Menteri Komunikasi dan Digital (Menkomdigi) Meutya Hafid menyampaikan bahwa pemerintah tidak akan memberikan toleransi terhadap platform digital yang tidak memenuhi ketentuan PP Tunas.
"Pemerintah memberikan catatan merah kepada pihak Google yang menaungi YouTube. Berdasar hasil pemeriksaan oleh Ditjen Pengawasan Ruang Digital pada 7 April lalu, ditemukan YouTube belum memenuhi kewajiban kepatuhan dan tidak menyebutkan atau belum menyebutkan iktikad untuk dalam waktu dekat mengikuti hukum yang berlaku. Sehingga tidak ada pilihan, pemerintah tidak bisa memberi toleransi lagi untuk kemudian bergerak dari ranah pemeriksaan ke ranah sanksi," Tegasnya, di Kantor Kementerian Komdigi, Jakarta Pusat, Kamis.
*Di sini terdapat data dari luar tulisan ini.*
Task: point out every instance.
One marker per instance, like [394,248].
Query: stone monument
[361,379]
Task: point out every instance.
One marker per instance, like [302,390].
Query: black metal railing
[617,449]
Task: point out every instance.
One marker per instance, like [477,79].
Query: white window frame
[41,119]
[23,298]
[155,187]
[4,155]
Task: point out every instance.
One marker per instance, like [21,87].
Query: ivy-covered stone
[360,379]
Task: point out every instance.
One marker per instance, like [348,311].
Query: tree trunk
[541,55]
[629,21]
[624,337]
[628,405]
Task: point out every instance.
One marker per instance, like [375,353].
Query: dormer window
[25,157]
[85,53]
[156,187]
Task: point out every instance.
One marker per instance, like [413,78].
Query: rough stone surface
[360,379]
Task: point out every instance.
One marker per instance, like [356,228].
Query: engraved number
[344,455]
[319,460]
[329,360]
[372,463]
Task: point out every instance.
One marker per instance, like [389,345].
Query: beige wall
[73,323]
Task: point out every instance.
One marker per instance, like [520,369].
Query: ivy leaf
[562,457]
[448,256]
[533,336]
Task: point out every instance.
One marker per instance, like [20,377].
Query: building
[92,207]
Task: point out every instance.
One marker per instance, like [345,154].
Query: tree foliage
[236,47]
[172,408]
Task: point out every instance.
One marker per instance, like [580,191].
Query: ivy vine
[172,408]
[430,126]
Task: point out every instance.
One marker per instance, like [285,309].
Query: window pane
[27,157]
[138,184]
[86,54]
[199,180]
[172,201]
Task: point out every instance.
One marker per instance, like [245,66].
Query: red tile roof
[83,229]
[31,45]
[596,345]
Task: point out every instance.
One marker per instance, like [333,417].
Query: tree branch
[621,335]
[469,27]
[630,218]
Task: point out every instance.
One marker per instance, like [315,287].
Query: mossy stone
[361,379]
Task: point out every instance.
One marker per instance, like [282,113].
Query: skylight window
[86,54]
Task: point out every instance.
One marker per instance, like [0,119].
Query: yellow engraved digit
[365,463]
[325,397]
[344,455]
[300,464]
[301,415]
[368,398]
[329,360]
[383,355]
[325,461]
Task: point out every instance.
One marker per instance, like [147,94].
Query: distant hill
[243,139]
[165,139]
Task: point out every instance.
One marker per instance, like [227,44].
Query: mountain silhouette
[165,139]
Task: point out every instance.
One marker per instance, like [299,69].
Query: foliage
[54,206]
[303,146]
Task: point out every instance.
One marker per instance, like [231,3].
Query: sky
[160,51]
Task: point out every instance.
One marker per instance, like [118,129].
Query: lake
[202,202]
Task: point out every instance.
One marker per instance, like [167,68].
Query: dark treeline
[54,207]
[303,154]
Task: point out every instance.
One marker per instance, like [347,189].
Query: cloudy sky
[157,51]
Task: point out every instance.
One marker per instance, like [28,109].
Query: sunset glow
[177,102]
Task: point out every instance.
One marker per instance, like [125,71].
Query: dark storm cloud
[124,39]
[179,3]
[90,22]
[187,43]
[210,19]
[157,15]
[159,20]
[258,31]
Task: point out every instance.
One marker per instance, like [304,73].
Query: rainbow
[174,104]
Adapun sanksi yang dijatuhkan sesuai dengan aturan pelaksana PP Tunas, yakni Peraturan Menteri Komdigi nomor 9 tahun 2026 ialah sanksi administratif berupa surat teguran. Sanksi dapat meningkat menjadi penghentian akses sementara, hingga pemutusan akses apabila belum ada iktikad baik dari Google untuk mematuhi regulasi hukum ini.
"Tentu namanya sanksi kita bertahap, dengan tetap mengharapkan adanya perubahan sikap dari pihak Google, dan untuk hari ini kita berikan surat teguran," lanjut Meutya.
Kemkomdigi mengimbau kepada platform lainnya untuk mematuhi ketentuan PP Tunas secara penuh demi memberikan pelindungan ruang digital di Indonesia, khususnya untuk anak dan remaja.